A construção do Brasil se deu através da destruição da população indígena,


mas devemos superar a interpretação de que os indígenas eram vítimas
passivas. Existiram grupos que desde o começo se aliaram aos portugueses e
outros que os repeliam por conflitos étnicos entre as próprias tribos, que
passavam a usar os europeus contra seus próprios inimigos, assim como
também existia a possibilidade de mudança de ideia e de divergências
pessoais. Como se sabe, o primeiro ciclo econômico importante que ocorreu a
partir do povoamento da América Portuguesa teve como produto central o
açúcar fabricado nos engenhos. A prosperidade da economia açucareira só foi
possível a partir da exploração da mão-de-obra indígena, de início, os
colonizadores tentaram impor o trabalho indígena com assalariamento por
escambo de produtos falsificados, o que não foi bem aceito pelos indígenas, a
partir daí, começaram a se rebelar, recusando o trabalho, implicando uma
guerra aberta na qual os nativos por vezes contavam com apoio de franceses.
Chegaram perto, inclusive, de eliminar os portugueses da região entre
Pernambuco e São Vicente, o que levou a Coroa a buscar uma solução
administrativa que por fim se definiu na criação de um governo-geral.

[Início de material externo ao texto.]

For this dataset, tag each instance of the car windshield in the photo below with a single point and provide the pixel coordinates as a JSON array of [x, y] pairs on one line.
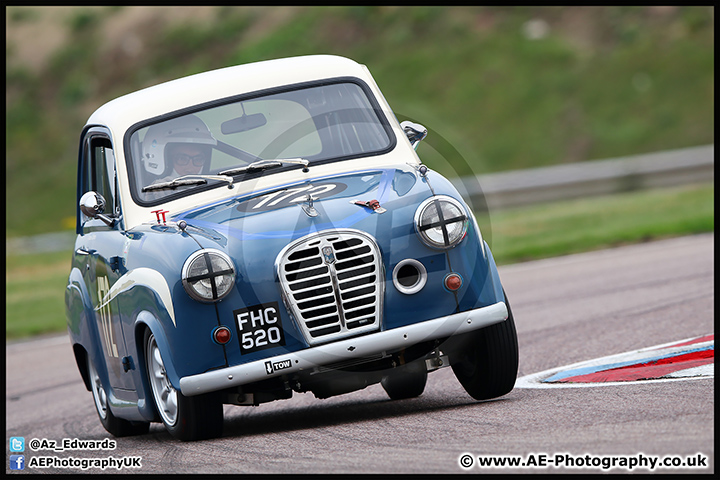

A Coroa enviou Tomé de Souza como governador-geral, transformando a


Bahia numa capitania real. A Bahia era, aos olhos portugueses da época, a
região mais conveniente para iniciar o povoamento, pois tinha em disposição o
porto, rios próximos e fertilidade da terra. De início, o governo-geral não
extinguiu o sistema de capitanias, mas atuou em concomitância. No entanto,
com o passar do tempo, a Coroa foi adquirindo capitanias em seu nome,
fazendo com que as hereditárias perdessem, aos poucos, sua importância.
Junto do governador-geral, vieram à América os primeiros grupos jesuítas e
escravos africanos.

Os jesuítas foram responsáveis pela domesticação dos selvagens, facilitando a


exploração da mão-de-obra e de recursos naturais através da reconfiguração
das populações nativas ao modelo católico-europeu, implicada pela
evangelização em massa. Os padres jesuítas estabeleceram uma relação de
confiança com os indígenas e promoviam um discurso de “proteção aos
indígenas” que se limitava a nível físico, mas não envolvia a proteção à
integridade, cultura e liberdade religiosa. A proteção aos indígenas foi um
mecanismo que apresentou mais vantagens aos europeus do que aos próprios
nativos e ainda assim não impediu que os povos originários fossem dizimados
em larga escala.

A alta mortalidade indígena forçou a adoção de um novo sistema escravista e


por isso se introduziu o tráfico negreiro no contexto. A transição do escravismo
indígena para o africano resultou em vantagens econômicas para a Coroa, mas
isso não foi planejado e nem mesmo constituiu objetivo inicial. A montagem da
economia açucareira é um processo simultâneo à formação da elite colonial,
estratos sociais na colônia e exploração escravista.

Através do ciclo do açúcar, configura-se a sociedade colonial com o modelo de


família patriarcal presente sobretudo na elite constituída pelos senhores de
engenho e portugueses com cargos administrativos, mas que não se aplicava
de forma tão expressiva nas camadas mais pobres da sociedade, compostas
por indígenas catequizados, africanos escravizados e mestiços.

Através de todos os processos e fatores aqui mencionados, constitui-se a


colonização da América Portuguesa que não foi planejada e implementada
instantaneamente. A noção da vigência de um sistema colonial teve ocorrência
tardia, em consequência desses processos históricos, sobretudo a
promulgação do exclusivo metropolitano, que hoje é entendido como o
elemento chave para a configuração do sistema colonial.